To wrap up, the dollar’s “weakness” has been driven on the strength of the euro and the yen more than anything else. Despite the new all time highs in the S&P 500 and Nasdaq, capital continues to flow into safe, liquid assets: U.S. treasuries, gold, and the yen. Seems like equities have gotten way ahead of themselves (again). Recent economic data is also showing that the recovery has not only slowed, but is failing, right in line with the strength of the safe, liquid assets. What does all of this mean? We are not out of the woods yet, not even close actually. It just a matter of time before we see more household and business insolvencies, exposing the true conditions of our economy, post-pandemic. When that happens we will see another selloff in risk assets accompanied by a dollar spike.
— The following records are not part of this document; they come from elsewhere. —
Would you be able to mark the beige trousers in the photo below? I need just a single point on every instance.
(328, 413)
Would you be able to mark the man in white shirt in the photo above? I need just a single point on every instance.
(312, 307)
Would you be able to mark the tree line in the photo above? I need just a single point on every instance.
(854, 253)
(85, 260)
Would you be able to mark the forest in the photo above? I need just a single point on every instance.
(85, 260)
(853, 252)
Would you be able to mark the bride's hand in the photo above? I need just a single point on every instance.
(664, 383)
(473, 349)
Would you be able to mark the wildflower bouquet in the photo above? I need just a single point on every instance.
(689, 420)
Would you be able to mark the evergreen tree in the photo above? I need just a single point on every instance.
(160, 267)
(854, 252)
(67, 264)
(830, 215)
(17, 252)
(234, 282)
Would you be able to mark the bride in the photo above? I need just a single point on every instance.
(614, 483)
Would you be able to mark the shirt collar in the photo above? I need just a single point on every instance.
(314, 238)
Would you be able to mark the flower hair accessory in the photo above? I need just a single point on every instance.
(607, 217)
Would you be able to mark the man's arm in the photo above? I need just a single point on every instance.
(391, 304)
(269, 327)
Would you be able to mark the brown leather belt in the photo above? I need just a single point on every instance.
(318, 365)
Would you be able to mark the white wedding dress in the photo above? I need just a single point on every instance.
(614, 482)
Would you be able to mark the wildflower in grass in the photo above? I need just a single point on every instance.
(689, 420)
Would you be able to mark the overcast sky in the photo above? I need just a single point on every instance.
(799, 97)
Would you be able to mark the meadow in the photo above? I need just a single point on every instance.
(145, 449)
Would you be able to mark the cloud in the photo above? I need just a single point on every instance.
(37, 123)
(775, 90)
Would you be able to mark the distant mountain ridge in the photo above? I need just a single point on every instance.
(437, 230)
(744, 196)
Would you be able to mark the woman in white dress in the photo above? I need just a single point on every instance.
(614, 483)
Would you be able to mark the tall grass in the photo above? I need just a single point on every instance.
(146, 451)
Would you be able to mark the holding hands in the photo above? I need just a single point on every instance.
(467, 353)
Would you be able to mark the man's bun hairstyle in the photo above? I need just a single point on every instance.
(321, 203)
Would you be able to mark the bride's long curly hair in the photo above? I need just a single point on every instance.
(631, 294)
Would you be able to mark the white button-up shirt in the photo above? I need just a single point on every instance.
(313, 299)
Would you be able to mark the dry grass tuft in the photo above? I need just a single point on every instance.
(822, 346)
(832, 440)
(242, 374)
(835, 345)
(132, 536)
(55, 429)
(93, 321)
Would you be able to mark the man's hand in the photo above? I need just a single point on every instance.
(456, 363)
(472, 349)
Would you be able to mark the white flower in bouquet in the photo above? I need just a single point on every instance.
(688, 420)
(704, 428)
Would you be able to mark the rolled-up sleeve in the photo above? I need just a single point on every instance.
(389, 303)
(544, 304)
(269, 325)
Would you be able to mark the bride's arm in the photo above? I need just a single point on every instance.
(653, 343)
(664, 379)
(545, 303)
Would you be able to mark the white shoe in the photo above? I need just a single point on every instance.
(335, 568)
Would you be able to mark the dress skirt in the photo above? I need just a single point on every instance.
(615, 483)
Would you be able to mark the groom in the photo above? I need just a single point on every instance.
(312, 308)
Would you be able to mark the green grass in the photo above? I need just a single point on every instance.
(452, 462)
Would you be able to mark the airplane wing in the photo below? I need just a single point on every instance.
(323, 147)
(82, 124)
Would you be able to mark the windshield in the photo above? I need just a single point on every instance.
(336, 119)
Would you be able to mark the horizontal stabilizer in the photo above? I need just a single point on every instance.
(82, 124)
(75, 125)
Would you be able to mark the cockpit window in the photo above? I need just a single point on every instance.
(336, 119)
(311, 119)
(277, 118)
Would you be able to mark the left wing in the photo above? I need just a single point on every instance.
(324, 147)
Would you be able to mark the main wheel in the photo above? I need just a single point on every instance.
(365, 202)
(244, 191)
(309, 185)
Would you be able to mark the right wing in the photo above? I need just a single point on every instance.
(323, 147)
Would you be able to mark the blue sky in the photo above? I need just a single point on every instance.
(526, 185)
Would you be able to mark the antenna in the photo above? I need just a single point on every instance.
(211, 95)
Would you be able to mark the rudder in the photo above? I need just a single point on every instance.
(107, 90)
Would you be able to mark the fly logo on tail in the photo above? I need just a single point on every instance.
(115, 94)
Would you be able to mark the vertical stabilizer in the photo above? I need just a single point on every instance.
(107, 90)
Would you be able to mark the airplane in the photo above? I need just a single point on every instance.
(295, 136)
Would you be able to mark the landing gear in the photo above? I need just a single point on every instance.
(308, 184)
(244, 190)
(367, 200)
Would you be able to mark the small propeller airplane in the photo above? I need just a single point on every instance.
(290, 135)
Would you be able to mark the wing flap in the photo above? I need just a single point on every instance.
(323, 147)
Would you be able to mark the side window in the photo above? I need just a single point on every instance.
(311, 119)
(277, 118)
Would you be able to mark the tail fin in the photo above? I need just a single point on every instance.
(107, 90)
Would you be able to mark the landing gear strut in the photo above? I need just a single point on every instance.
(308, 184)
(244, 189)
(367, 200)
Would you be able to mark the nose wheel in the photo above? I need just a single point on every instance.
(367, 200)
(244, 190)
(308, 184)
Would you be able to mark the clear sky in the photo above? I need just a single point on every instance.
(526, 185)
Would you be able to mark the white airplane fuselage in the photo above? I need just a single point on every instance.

Equities and the euro are due for a correction. We could see equities correct 20-30% and if things get really bad maybe even retest the lows last seen in March. As for the EURUSD, we could see a move back to the level that created this big upside move, which is around 1.10. In the short-term we could see more downside in the dollar but over the medium-term, the inevitable will happen. Sorry dollar bears, there is more pain to come.